One of my favorite quotes comes from Anthropologist Loren Eiseley. He said, “If there is magic on this planet, it is contained in water.” In this episode I’m going to prove it.
A lot of you probably know that the first stage of my professional career was as a SCUBA instructor and commercial diver. I spent thousands of hours under the surface of the Pacific Ocean, enthralled by what my hero Jacques Cousteau called The Silent World. We divers used to laugh good-naturedly at that, because the ocean is anything but silent. It’s filled with noise, and I’m not talking about boats and such, although there’s plenty of that, too. I’m talking about snapping shrimp, parrotfish, ocean waves and swells passing overhead, the clicks of dolphins, the eerie call of whales, and all the other sounds we used to listen to and wonder about.
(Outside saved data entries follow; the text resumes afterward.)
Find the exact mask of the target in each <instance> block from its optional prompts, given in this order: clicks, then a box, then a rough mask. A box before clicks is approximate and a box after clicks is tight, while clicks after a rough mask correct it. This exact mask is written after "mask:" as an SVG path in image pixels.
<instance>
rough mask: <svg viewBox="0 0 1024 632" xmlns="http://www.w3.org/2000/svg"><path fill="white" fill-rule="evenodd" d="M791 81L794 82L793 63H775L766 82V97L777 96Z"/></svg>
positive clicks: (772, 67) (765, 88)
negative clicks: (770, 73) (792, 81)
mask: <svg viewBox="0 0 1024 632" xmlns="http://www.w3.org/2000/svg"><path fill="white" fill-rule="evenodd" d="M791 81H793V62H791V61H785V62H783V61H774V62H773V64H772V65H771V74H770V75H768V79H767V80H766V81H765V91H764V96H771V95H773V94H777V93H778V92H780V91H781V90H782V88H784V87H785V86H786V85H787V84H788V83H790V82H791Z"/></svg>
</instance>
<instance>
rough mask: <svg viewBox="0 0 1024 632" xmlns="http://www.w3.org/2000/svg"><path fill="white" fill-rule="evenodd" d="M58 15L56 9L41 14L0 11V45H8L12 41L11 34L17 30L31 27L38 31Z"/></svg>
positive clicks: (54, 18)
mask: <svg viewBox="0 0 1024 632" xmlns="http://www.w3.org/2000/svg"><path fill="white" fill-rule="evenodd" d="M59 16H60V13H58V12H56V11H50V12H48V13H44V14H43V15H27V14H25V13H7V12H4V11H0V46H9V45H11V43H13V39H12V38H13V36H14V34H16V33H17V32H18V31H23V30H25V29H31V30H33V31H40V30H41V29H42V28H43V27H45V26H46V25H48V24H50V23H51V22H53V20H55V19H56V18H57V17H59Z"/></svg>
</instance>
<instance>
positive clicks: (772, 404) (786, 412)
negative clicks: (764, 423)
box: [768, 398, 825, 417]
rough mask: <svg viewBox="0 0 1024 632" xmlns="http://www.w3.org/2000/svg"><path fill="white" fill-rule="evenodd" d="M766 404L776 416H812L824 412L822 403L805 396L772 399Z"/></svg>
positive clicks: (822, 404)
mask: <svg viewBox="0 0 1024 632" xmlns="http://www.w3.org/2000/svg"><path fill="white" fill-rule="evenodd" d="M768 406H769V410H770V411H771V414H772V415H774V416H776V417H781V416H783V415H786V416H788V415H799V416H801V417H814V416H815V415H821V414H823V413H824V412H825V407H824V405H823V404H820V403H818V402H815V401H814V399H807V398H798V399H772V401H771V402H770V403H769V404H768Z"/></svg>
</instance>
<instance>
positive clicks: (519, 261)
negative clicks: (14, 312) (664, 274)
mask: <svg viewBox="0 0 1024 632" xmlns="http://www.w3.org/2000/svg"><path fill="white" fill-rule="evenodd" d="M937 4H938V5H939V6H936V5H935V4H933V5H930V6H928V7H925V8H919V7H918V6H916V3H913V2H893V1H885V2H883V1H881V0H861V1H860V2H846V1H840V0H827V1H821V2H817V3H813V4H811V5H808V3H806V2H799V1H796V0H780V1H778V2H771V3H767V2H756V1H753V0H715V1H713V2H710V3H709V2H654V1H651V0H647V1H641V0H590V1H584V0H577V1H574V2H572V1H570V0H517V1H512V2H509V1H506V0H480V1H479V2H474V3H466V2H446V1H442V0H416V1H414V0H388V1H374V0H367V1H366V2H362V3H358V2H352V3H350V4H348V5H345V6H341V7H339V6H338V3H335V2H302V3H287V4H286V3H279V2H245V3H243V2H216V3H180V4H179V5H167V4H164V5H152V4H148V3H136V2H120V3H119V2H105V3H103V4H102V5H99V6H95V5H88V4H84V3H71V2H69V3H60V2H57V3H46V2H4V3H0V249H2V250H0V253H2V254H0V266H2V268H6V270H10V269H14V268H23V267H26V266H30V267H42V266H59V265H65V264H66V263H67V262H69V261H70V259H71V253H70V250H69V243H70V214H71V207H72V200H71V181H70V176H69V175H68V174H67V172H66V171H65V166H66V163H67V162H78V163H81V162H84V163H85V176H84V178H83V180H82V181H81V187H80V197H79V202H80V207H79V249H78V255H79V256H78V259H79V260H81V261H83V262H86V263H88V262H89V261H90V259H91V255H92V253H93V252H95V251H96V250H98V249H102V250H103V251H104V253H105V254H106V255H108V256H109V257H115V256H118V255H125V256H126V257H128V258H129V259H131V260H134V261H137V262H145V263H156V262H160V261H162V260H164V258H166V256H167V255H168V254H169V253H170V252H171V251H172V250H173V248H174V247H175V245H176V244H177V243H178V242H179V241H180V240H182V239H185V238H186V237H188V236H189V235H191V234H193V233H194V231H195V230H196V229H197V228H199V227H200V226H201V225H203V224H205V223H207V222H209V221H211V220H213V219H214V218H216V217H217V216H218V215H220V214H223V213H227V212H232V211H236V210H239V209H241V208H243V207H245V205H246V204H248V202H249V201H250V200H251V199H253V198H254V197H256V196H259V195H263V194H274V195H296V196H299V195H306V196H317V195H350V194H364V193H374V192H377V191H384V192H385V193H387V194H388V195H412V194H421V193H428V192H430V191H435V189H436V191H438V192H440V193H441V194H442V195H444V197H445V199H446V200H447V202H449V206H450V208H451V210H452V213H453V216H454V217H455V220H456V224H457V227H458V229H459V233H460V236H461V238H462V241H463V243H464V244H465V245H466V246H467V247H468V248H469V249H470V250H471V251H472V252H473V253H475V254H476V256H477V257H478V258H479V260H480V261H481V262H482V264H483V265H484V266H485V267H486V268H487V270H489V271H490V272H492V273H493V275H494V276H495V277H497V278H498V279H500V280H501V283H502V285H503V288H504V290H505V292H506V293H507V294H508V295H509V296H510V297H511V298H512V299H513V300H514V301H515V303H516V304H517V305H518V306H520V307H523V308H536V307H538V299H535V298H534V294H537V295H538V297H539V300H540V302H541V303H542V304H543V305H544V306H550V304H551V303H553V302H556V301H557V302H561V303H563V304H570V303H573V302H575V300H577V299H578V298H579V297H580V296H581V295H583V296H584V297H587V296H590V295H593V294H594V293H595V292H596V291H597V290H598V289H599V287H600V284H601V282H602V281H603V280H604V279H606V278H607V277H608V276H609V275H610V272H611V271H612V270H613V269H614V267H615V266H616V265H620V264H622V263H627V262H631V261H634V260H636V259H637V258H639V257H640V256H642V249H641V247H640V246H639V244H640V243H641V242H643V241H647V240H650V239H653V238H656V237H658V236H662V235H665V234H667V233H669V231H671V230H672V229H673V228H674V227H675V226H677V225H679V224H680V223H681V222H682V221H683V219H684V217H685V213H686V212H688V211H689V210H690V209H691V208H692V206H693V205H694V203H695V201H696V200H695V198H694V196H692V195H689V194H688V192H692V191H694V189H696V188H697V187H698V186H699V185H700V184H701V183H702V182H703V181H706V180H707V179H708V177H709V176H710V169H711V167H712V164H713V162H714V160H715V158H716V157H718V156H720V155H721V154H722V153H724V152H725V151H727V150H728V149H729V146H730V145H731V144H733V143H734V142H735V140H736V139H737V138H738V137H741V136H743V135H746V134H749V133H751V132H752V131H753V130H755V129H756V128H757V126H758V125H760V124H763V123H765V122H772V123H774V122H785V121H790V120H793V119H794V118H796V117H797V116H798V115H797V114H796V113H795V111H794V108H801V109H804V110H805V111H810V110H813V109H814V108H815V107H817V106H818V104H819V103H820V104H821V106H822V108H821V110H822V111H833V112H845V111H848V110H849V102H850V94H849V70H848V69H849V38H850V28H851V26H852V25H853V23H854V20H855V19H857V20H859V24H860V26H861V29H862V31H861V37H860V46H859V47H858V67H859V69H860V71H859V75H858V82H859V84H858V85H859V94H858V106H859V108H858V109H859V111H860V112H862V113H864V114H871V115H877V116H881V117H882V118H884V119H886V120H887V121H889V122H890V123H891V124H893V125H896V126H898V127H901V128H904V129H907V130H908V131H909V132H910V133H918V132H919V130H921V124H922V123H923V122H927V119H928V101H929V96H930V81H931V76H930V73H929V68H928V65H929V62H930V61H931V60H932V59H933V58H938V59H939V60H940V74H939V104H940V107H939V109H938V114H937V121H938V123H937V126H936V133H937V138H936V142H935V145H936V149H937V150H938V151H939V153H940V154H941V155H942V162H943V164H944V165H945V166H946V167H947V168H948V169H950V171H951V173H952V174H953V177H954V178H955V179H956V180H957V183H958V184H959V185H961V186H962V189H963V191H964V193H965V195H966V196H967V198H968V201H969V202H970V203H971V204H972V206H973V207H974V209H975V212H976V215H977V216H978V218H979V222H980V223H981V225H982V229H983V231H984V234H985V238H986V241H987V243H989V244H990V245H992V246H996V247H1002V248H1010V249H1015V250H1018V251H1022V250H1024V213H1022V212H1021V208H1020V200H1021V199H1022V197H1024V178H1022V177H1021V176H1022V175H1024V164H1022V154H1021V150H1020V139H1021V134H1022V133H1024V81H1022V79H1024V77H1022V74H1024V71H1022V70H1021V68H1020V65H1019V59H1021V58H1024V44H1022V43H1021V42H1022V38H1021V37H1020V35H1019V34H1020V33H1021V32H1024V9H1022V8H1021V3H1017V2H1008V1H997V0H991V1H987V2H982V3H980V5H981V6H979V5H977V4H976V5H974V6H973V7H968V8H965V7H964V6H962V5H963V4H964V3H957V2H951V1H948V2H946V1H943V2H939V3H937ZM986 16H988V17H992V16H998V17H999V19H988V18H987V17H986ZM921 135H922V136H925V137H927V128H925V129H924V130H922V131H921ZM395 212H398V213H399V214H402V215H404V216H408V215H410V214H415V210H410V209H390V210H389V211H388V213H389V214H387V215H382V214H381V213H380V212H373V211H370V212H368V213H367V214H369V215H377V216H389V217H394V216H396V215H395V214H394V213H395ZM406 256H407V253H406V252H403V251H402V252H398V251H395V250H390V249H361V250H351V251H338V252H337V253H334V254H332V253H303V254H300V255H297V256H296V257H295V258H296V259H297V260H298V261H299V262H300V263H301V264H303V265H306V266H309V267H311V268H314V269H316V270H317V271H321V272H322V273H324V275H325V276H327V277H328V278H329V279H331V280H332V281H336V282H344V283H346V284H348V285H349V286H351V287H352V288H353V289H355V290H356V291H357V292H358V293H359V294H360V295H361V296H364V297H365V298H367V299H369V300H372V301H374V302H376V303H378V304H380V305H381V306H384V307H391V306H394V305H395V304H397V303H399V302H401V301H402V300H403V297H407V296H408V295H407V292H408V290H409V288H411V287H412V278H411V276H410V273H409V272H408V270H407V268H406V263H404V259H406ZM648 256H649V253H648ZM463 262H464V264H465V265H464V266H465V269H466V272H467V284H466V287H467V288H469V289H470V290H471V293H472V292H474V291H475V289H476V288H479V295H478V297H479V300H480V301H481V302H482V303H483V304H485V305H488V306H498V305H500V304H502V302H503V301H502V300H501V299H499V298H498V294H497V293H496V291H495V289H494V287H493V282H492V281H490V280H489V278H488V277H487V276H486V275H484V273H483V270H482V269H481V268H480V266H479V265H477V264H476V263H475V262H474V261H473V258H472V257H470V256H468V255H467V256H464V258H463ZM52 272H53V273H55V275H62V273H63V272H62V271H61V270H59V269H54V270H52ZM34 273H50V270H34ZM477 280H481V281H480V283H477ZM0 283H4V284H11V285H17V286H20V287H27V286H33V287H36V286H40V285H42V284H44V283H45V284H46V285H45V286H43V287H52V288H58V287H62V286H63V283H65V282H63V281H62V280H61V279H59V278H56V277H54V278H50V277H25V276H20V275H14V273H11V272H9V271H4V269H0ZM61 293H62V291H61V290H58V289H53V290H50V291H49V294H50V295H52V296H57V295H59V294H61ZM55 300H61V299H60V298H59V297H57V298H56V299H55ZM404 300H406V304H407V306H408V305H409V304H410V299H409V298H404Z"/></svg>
But it isn’t just oceanic creatures that make noise. As you’re about to learn, it turns out that freshwater ponds are filled with sound. Yes, that still, calm little pond over there may be quiet above, but most likely, below the surface, there’s a whole symphony going on.
My guest on this program is an acoustic ecologist who has studied aquatic sound, but more than that, he has come up with ways to use sound as a predictor of freshwater environmental health—and as a tool for the restoration of ponds in areas where human activity has degraded them.